26 Août 2012
Peu de films cette année m'auront causé un tel choc. Plusieurs jours après j'y pense encore et, fait rare, j'en ai même rêvé la nuit suivant son visionnage. Je n'avais pas lu le synopsis, ni vu la bande-annonce pour arriver devant le plus vierge possible. Les bons échos laissaient entrevoir un grand moment. C'est bien le cas. Le film de Joachim Lafosse est d'une force incroyable. Son précédent long métrage, Elève libre sorti en 2009, n'était déjà pas passé inaperçu. D'entrée ici, il nous prend à la gorge. La scène d'introduction est terrible, scellant le drame qui va se jouer sous nos yeux.

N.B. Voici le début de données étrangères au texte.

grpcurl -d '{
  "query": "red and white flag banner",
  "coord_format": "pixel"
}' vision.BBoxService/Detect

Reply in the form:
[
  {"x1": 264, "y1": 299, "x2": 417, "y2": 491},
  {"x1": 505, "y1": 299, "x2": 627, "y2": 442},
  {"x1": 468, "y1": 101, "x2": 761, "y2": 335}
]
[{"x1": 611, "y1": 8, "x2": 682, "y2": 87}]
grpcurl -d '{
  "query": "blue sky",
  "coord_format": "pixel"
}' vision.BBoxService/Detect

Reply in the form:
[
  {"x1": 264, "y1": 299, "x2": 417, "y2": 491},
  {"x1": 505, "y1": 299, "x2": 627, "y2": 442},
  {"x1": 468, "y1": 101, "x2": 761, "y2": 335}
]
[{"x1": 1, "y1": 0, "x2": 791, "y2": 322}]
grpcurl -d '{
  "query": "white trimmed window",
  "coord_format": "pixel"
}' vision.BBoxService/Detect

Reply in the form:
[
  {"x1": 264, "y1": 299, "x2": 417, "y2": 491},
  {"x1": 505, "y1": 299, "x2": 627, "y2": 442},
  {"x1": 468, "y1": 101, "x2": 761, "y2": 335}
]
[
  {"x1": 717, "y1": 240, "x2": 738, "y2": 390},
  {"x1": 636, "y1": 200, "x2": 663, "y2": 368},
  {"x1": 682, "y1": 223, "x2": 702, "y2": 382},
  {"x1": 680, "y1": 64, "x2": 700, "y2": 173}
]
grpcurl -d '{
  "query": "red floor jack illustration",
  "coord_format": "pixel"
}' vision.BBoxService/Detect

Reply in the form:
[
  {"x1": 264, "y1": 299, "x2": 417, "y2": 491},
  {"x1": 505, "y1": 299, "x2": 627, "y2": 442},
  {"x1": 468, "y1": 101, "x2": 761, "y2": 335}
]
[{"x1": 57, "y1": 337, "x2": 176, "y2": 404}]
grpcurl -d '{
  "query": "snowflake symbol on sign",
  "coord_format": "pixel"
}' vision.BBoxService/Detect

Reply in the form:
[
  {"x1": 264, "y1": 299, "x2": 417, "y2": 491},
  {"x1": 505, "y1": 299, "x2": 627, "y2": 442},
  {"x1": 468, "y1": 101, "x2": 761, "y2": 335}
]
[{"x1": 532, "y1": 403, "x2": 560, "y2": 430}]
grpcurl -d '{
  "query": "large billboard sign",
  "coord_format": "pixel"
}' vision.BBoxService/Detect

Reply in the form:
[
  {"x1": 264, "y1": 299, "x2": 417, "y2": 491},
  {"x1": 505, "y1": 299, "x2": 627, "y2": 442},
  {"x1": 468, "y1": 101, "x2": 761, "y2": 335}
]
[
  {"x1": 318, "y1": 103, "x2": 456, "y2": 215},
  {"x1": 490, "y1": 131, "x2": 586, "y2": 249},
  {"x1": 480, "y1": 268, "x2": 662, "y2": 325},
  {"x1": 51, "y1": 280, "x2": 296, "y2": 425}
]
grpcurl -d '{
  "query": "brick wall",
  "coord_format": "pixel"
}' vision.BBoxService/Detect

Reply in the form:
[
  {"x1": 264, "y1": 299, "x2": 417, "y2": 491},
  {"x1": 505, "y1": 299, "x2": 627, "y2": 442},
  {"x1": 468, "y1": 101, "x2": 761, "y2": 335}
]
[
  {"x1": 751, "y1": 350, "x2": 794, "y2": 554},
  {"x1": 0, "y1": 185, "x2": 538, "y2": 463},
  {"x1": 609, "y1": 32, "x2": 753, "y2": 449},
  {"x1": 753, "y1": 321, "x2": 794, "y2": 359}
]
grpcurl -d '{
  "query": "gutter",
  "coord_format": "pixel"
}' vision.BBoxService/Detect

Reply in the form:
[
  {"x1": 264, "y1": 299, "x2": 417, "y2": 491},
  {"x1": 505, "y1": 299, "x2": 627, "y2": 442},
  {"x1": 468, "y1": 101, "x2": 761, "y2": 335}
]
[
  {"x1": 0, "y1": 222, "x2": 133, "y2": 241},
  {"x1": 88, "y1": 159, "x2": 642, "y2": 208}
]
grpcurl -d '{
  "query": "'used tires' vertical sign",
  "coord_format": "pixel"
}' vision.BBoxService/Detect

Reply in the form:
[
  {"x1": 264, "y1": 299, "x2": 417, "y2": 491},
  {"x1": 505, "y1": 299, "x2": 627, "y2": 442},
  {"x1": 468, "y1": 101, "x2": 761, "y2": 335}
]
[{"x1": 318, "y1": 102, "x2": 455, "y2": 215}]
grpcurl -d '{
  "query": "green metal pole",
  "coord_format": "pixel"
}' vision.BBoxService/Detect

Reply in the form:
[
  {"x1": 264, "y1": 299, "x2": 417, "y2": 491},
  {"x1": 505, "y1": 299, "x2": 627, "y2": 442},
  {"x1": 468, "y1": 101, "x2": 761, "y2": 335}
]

L’intérêt et le suspens, car c'est un vrai suspens, seront de voir comment, tout au long du film, la jeune femme va en arriver là. Une ambiance pesante et oppressante, lourde de manipulation et de perversion, va resserrer son étau dans nos ventres et nos cœurs jusqu'à un final terrible et glaçant. Très vite on s'attache à ce personnage de femme amoureuse (et certainement déjà fragilisée depuis longtemps) prête à tout pour être heureuse. De concessions en brimades et vexations, la lente et inéluctable descente aux enfers prend alors forme sous nos yeux. Le problème est que, tout aussi monstrueux que soit l'acte, on arrive pas vraiment à la blâmer, encore moins à la détester ou à la juger. C'est un sentiment très particulier et sans dire qu'on la comprend, on peut comprendre le cheminement qui l'a amené à faire un tel geste. La mise en scène de Lafosse est d'une redoutable efficacité, quand son scénario, implacable, est écrit au couteau. Avec cette belle sobriété permettant que l'ensemble ne soit jamais glauque et où tout nous est suggéré plutôt que montrer. Sa direction d'acteurs est aussi la grande force du film. Emilie Dequenne tient là son meilleur rôle. Elle est impressionnante, voir époustouflante, dans cette dégradation physique et mentale. Une composition qui marque et qui est à ranger dans les toutes meilleures de l'année. Si Tahar Rahim s'en sort bien, mais le rôle reste assez secondaire, Niels Arestrup est une fois de plus imposant. Un rôle sur mesure pour celui qui a fait de ces partitions ingrates un peu sa marque de fabrique. Ils se retrouvent tous les deux pour la première fois après le triomphe de Un prophète.
Bref, difficile de parler d'un tel film, tellement l’expérience est traumatisante. Pour moi, l'un des meilleurs films de l'année. Mise en scène, scénario et interprétation de haute volée. A perdre la raison est un grand film, noir, désespéré, une vraie tragédie grecque qui marquera les esprits pour un moment...Une émotion sourde et forte, l'une des grandes claques de l'année...Bouleversant.